Religion and the Supremes

Jeffrey Rosen in TNR suggests that Michael McConnell shares a "moderate" approach to the First Amendment religion clauses with Sandra Day O’Connor. If true, it might be enough to shut me up.

Here’s the offending passage:

In the Ten Commandments case, social-conservative organizations are urging the Court to abandon O’Connor’s focus on neutrality and instead ask whether a particular display coerces religious belief. They cite the opinions of Rehnquist, Scalia, and Thomas, who have argued that government should be free to promote religion in general, as long as it doesn’t discriminate among religions. And they agree with those three that a focus on coercion would allow the government to resurrect voluntary school prayer and to post the Ten Commandments in courtrooms or schools.

But Rehnquist, Scalia, and Thomas’s view is historically questionable. It has been explicitly challenged by Judge Michael McConnell of the 10th Circuit Court of Appeals, the leading conservative scholar of religious liberty, whose potential Supreme Court candidacy is being enthusiastically championed by social conservatives. In 1992, McConnell argued that the best historical evidence refuted Rehnquist’s claim that the framers of the Constitution believed that the federal government could aid religion as long as it did so ecumenically. Moreover, it was McConnell who, in 1986, proposed an emphasis on coercion as the touchstone of religious freedom--a proposal that Rehnquist, Scalia, and Thomas later embraced. But, as Douglas Laycock of the University of Texas puts it, "McConnell’s vision of coercion is vastly more nuanced than Rehnquist and Scalia’s." McConnell, for example, disagrees with Rehnquist, Scalia, and Thomas that the First Amendment allows school prayer. "It is vital to understand the concept of coercion broadly and realistically," he wrote in 1992. "I would have thought that gathering a captive audience is a classic example of coercion; participation is hardly voluntary if the cost of avoiding the prayer is to miss one’s graduation." How McConnell would rule on the display of the Ten Commandments by Kentucky and Texas is hard to guess. But McConnell’s willingness to struggle with hard questions involving public acknowledgment of religion shows that his commitment to neutrality is genuine. It’s not a strategic compromise on the path toward a larger goal of an openly religious state.

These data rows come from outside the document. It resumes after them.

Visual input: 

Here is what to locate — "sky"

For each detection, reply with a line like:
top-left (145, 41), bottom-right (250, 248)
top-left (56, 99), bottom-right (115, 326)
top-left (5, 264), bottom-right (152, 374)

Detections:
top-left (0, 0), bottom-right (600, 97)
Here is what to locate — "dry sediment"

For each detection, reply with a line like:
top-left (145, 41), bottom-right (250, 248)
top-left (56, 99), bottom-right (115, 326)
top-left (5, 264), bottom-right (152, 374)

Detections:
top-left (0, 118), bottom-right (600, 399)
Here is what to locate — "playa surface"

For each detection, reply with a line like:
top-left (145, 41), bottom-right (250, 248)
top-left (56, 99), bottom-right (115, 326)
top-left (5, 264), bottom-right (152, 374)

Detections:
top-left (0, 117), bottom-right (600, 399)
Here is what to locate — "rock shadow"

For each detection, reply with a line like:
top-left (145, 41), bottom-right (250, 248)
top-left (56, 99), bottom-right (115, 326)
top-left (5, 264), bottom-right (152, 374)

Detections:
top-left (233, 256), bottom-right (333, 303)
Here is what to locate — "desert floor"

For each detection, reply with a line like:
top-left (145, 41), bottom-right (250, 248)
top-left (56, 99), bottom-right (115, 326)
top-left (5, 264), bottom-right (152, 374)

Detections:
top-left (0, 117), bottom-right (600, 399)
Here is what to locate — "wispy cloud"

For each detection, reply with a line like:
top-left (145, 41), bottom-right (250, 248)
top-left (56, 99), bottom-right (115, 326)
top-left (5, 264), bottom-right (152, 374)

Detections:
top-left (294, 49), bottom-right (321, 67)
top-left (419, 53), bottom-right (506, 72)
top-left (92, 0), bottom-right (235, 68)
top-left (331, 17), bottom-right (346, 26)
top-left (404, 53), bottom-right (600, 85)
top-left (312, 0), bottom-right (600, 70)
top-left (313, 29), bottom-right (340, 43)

The moderate position sketched by O’Connor and McConnell [huh?] is especially important in a post-September 11 world.

But even a "nuanced" position on coercion doesn’t amount to O’Connor’s endorsement test. If establishment means coercion, then neither Ten Commandments display amounts to coercion. No one is compelled to look, nor is anyone compelled to try to divine what "the state" has in mind in arranging or permitting the display.

What Rosen succeeds in doing is showing that any effort to follow a line of thinking ascribable to O’Connor will yield any combination of possible results in the two cases before the Court. She has no principle; McConnell does have a principle. They’re not the same, though if liberals like Rosen regard McConnell as a moderate, I suppose that this is good for his confirmation chances.